The Electronic Bubble

When I was a teenager (she said, cackling in her dotage), I had half a dozen friends who hung out at my house frequently, just as I often hung out at theirs. That put me on speaking terms with approximately 15 or 20 adults I might not have known otherwise. One of my friends had a mom who was a company nurse at Delta Air Lines, who gave me the name of the a good doctor--my first grown-up doctor, not a pediatrician. I knew that the parents of another friend were straight-arrow religious fundamentalists who were really going to have trouble when their son came out of the closet, assuming he ever did; I knew the father of another friend, a lawyer who probably drank too much. It was an early introduction to the wider world--and my friends got something out of knowing my parents, too. I still remember the time my dad proved to a hushed assembly of teenagers that he could, in fact, shoot a housefly out of the air with a rubber band. (He really was phenomenal. My dad, that is. Not the housefly.)

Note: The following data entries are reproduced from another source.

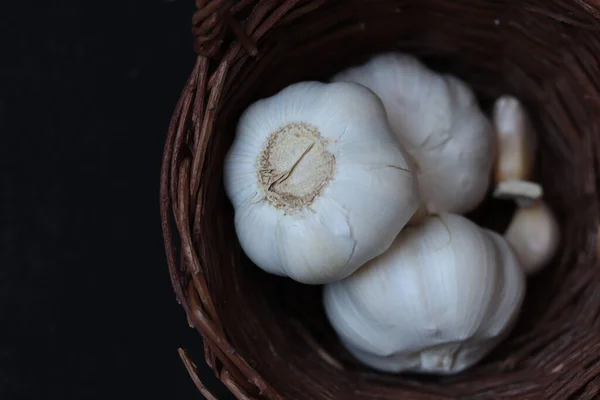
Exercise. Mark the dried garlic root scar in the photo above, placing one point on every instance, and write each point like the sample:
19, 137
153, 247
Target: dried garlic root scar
523, 192
294, 167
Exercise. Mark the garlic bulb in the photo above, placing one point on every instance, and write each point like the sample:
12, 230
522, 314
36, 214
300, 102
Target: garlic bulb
516, 141
318, 182
438, 301
534, 235
439, 123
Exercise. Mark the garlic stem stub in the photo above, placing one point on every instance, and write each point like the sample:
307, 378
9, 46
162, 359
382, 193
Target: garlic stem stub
318, 182
516, 140
522, 192
534, 235
438, 301
438, 121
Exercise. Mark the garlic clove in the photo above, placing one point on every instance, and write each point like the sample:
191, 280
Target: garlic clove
523, 192
312, 249
516, 140
534, 235
318, 182
254, 224
438, 301
511, 293
437, 120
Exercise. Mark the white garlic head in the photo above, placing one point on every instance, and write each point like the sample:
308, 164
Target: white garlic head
318, 182
438, 301
439, 123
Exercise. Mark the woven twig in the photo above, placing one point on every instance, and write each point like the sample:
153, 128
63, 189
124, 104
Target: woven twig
266, 337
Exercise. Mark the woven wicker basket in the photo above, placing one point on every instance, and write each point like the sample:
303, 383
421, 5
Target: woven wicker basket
267, 337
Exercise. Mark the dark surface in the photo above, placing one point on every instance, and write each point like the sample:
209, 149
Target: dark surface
86, 94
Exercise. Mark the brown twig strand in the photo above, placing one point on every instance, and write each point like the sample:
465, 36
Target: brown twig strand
267, 338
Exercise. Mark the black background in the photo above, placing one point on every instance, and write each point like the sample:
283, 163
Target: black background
86, 93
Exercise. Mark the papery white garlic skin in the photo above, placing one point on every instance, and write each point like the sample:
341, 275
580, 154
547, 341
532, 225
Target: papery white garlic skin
438, 301
516, 140
534, 235
318, 182
439, 123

The reason all this happened was that we did not have cellphones, and texting was not an option. My kids, however, have cellphones--according to the Pew Research Center, 75 percent of teens between the ages of 11 and 17 do--and, as most teens do, they text incessantly. They are in such constant contact with their friends that when they get home from school, actually having friends over is the last thing on their minds. Why would you want to hang out with somebody who is already (figuratively speaking) hanging out in your back pocket?

The result is that I don't know my kids' friends the way my parents knew mine, and that feels like a loss. It's one more way in which we are electronically tethered to each other, yet lonelier than ever.